夢の少年と煌眼の猫
十六夜 水明
序話 夢と少年
いつも夢に出てくる少年がいる。
大体、小学校3年生くらいの少年。でも、普通じゃない。
どこか異様な雰囲気を出しながら、いつも私の目の前でニコニコと笑っているのだ。
「君は、誰?」
そう聞いても、君はただ笑っているだけ。
形が整った顔のパーツ。口と目が弧を描いているけれど、その瞳は少し悲しみに濡れている。まるで、表面では幸せを表していて、その心の奥底では絶望を抱え込んでいるような……。
君は、何を考えているの? 何を思っているの?
「ねぇ!」
そう
──だから。
だから今日は、喋らない。
幼い、まだ物心がつく前から見続けている夢。
この夢に終止符を打つんだ。
「……」
『……』
互いに沈黙が続く。段々と少年の顔が笑っているのではなく、泣いている様に見えてきた。

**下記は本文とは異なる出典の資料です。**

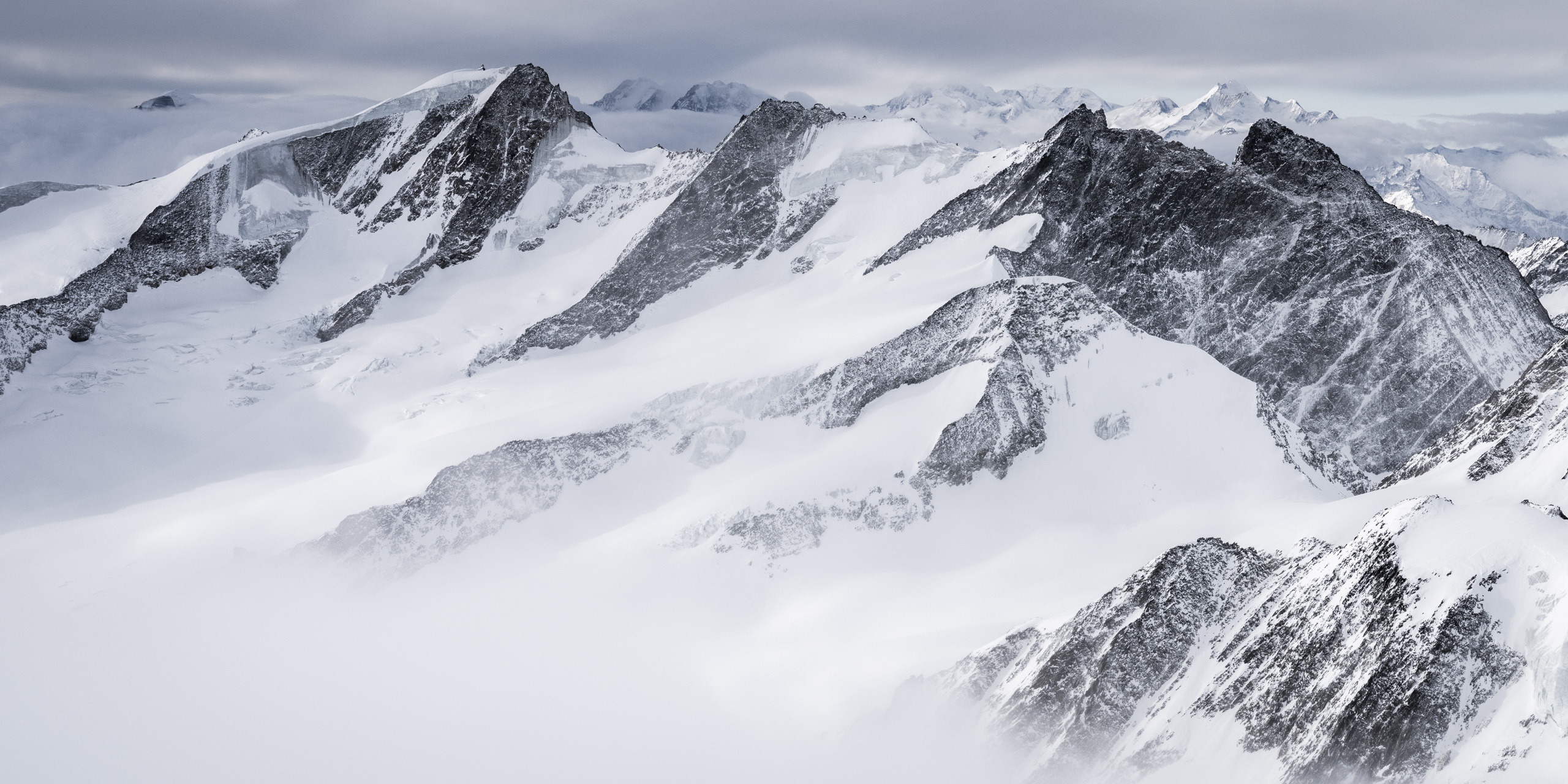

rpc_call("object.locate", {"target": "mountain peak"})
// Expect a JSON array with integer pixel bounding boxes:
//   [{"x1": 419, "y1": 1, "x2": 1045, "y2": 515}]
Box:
[
  {"x1": 590, "y1": 77, "x2": 674, "y2": 111},
  {"x1": 669, "y1": 80, "x2": 773, "y2": 115},
  {"x1": 1203, "y1": 78, "x2": 1253, "y2": 99},
  {"x1": 132, "y1": 89, "x2": 205, "y2": 111}
]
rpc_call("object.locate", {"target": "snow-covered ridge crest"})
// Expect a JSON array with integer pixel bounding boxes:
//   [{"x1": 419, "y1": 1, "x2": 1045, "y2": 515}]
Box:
[
  {"x1": 1106, "y1": 81, "x2": 1338, "y2": 141},
  {"x1": 480, "y1": 99, "x2": 971, "y2": 364},
  {"x1": 872, "y1": 108, "x2": 1557, "y2": 480},
  {"x1": 846, "y1": 83, "x2": 1115, "y2": 151},
  {"x1": 913, "y1": 497, "x2": 1568, "y2": 782},
  {"x1": 0, "y1": 66, "x2": 605, "y2": 387}
]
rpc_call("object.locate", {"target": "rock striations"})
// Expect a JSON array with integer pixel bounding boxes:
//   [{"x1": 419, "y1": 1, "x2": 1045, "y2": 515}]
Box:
[
  {"x1": 1383, "y1": 339, "x2": 1568, "y2": 488},
  {"x1": 873, "y1": 108, "x2": 1557, "y2": 477},
  {"x1": 306, "y1": 66, "x2": 593, "y2": 341},
  {"x1": 935, "y1": 497, "x2": 1524, "y2": 782},
  {"x1": 0, "y1": 66, "x2": 591, "y2": 389}
]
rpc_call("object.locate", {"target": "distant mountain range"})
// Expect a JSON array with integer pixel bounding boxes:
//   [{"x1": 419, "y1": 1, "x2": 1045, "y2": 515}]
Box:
[
  {"x1": 590, "y1": 78, "x2": 773, "y2": 115},
  {"x1": 9, "y1": 64, "x2": 1568, "y2": 784},
  {"x1": 590, "y1": 78, "x2": 1568, "y2": 251}
]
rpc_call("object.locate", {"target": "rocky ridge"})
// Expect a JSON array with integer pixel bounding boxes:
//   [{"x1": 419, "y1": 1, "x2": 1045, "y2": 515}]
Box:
[
  {"x1": 1383, "y1": 339, "x2": 1568, "y2": 488},
  {"x1": 872, "y1": 107, "x2": 1557, "y2": 488},
  {"x1": 500, "y1": 99, "x2": 842, "y2": 359},
  {"x1": 930, "y1": 497, "x2": 1548, "y2": 782},
  {"x1": 0, "y1": 66, "x2": 591, "y2": 389}
]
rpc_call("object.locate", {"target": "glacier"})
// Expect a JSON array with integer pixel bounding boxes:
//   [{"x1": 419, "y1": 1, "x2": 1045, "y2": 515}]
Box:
[{"x1": 0, "y1": 64, "x2": 1568, "y2": 782}]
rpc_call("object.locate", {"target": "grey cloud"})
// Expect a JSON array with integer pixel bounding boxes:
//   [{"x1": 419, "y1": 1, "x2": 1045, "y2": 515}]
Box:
[{"x1": 0, "y1": 0, "x2": 1568, "y2": 110}]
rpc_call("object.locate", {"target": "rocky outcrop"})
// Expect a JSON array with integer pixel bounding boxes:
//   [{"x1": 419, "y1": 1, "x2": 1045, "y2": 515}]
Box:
[
  {"x1": 1509, "y1": 237, "x2": 1568, "y2": 330},
  {"x1": 765, "y1": 277, "x2": 1128, "y2": 489},
  {"x1": 935, "y1": 497, "x2": 1524, "y2": 782},
  {"x1": 873, "y1": 108, "x2": 1557, "y2": 486},
  {"x1": 1383, "y1": 339, "x2": 1568, "y2": 488},
  {"x1": 312, "y1": 66, "x2": 593, "y2": 341},
  {"x1": 500, "y1": 100, "x2": 840, "y2": 359},
  {"x1": 0, "y1": 157, "x2": 309, "y2": 389},
  {"x1": 669, "y1": 81, "x2": 772, "y2": 115},
  {"x1": 0, "y1": 66, "x2": 591, "y2": 389}
]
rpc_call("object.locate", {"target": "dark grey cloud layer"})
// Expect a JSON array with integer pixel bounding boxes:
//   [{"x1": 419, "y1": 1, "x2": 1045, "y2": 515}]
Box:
[{"x1": 0, "y1": 0, "x2": 1568, "y2": 110}]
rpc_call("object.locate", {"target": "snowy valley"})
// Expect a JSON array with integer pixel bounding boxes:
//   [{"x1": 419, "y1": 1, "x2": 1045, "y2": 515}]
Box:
[{"x1": 0, "y1": 64, "x2": 1568, "y2": 782}]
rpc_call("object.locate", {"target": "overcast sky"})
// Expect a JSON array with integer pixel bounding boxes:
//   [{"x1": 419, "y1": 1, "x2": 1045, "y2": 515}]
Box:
[{"x1": 0, "y1": 0, "x2": 1568, "y2": 119}]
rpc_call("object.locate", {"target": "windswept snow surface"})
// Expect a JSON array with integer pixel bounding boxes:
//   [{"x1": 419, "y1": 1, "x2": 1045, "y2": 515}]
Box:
[{"x1": 0, "y1": 66, "x2": 1568, "y2": 784}]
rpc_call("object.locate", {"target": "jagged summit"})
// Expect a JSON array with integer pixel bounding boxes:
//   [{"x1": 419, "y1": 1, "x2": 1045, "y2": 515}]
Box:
[
  {"x1": 873, "y1": 108, "x2": 1557, "y2": 488},
  {"x1": 505, "y1": 99, "x2": 843, "y2": 359},
  {"x1": 0, "y1": 64, "x2": 593, "y2": 392},
  {"x1": 932, "y1": 497, "x2": 1543, "y2": 784}
]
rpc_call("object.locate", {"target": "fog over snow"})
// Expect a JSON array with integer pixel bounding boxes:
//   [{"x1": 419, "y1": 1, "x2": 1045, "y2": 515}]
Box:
[{"x1": 9, "y1": 6, "x2": 1568, "y2": 784}]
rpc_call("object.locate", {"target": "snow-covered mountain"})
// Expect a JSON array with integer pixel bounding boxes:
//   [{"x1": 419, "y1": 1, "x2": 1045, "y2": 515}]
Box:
[
  {"x1": 1106, "y1": 81, "x2": 1338, "y2": 146},
  {"x1": 669, "y1": 80, "x2": 773, "y2": 115},
  {"x1": 9, "y1": 66, "x2": 1568, "y2": 782},
  {"x1": 590, "y1": 77, "x2": 674, "y2": 111},
  {"x1": 1366, "y1": 148, "x2": 1568, "y2": 251},
  {"x1": 850, "y1": 85, "x2": 1115, "y2": 151}
]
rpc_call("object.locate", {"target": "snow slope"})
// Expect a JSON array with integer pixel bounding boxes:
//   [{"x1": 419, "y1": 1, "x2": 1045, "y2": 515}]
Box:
[
  {"x1": 848, "y1": 85, "x2": 1115, "y2": 151},
  {"x1": 0, "y1": 66, "x2": 1563, "y2": 782}
]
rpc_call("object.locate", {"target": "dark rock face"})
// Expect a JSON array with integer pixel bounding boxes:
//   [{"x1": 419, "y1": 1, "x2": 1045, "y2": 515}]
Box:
[
  {"x1": 669, "y1": 81, "x2": 770, "y2": 115},
  {"x1": 873, "y1": 108, "x2": 1557, "y2": 475},
  {"x1": 1383, "y1": 339, "x2": 1568, "y2": 488},
  {"x1": 312, "y1": 66, "x2": 593, "y2": 341},
  {"x1": 0, "y1": 66, "x2": 593, "y2": 389},
  {"x1": 943, "y1": 540, "x2": 1280, "y2": 776},
  {"x1": 502, "y1": 100, "x2": 842, "y2": 359},
  {"x1": 0, "y1": 161, "x2": 304, "y2": 389},
  {"x1": 0, "y1": 180, "x2": 108, "y2": 212},
  {"x1": 303, "y1": 419, "x2": 671, "y2": 574},
  {"x1": 1509, "y1": 237, "x2": 1568, "y2": 330},
  {"x1": 765, "y1": 277, "x2": 1128, "y2": 488},
  {"x1": 938, "y1": 497, "x2": 1524, "y2": 782}
]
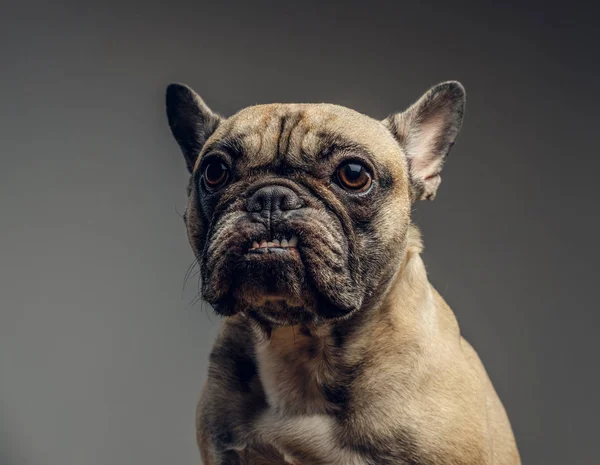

何度も手を伸ばしたくなる衝動を抑えて、私は少年を見つめていた。
やがて、この沈黙を破ったのは少年の方だった。
彼は、こう言ったのだ。
『僕を……。僕を見つけて』
その時、私は初めて少年の顔をしっかりと見たと思う。
星空の瞳から流れる、天の川の涙。絹のような銀の髪は、夜露を浴びたようにキラキラと青みがかって輝いている。
綺麗だなぁ。
そう思った瞬間、私は夢から弾き出された。